Baltimore has thousands of unemployed and under-employed, unskilled and low-skilled workers. These people need jobs, the sooner the better. It’s an urgent problem of the highest order.
As it turns out, the U.S. Bureau of Labor Statistics estimates that there are 48,000 openings for truck drivers across the country. Quite probably, many hundreds of these jobs are in the greater Baltimore-Washington metropolitan area. The pay is good, at a median hourly rate of $20/hour plus benefits, and many employers will pay for training.
All you need to do when you take office is create a task force that identifies these employers and offers them affordable incentives to give the City’s unemployed who are interested in these jobs a chance.
You will also need to come up with creative ways to make sure our unemployed know about these openings and have the means to get to work when they are hired. Lack of automobile and other transportation to suburban jobs continues to be a major impediment to employment.
Why do you need a task force? Why not just rely upon existing programs? Because the city government you’re going to inherit has failed to help serious numbers of these un- and under-employed people find jobs. It’s time for an entirely new approach to the problem.
Yes, it could be just this simple to put a thousand or two of the City’s unemployed to work pretty much right away.
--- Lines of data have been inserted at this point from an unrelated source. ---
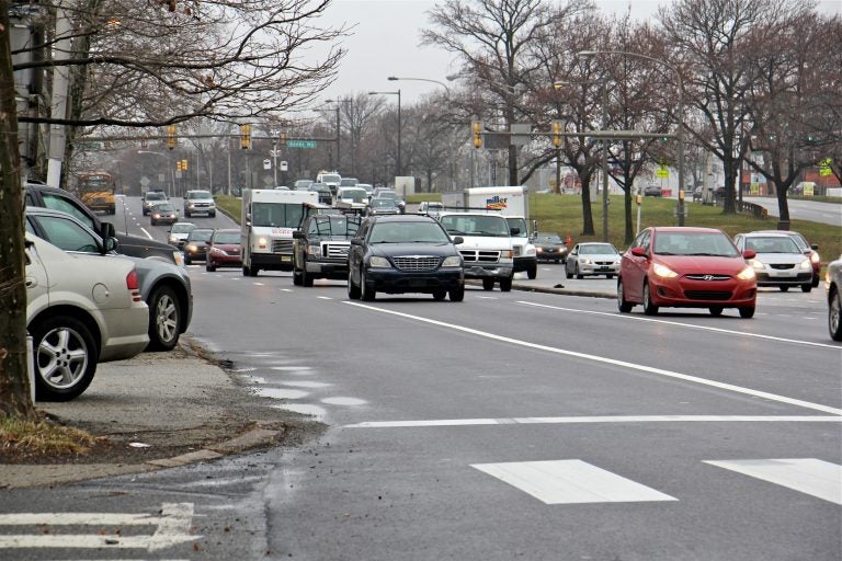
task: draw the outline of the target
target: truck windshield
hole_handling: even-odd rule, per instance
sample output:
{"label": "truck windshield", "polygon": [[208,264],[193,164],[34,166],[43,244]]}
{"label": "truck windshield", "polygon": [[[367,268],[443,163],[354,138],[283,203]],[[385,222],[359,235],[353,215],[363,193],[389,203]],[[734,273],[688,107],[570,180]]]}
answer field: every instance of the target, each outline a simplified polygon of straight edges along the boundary
{"label": "truck windshield", "polygon": [[251,225],[277,228],[298,228],[304,219],[300,203],[253,203]]}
And then when that task force is done helping all these good people get jobs, they can turn their attention to identifying other areawide shortages for unskilled and low-skilled unemployed workers who your administration can help. A few hundred jobs here, another few hundred there and the next thing you know you’ll be the Mayor that changed the futures of tens of thousands of Baltimore families and neighborhoods for the better – and for generations to come. Not a bad reputation and legacy to have.
By the way, did it ever occur to you to bring agriculture to the two-thirds of the city that’s needs help? Maybe turn all that vacant property where no one wants to live into large urban centers for open and covered agricultural growth, processing and distribution that will employ many more thousands of Baltimoreans? …Let us know if you’re interested.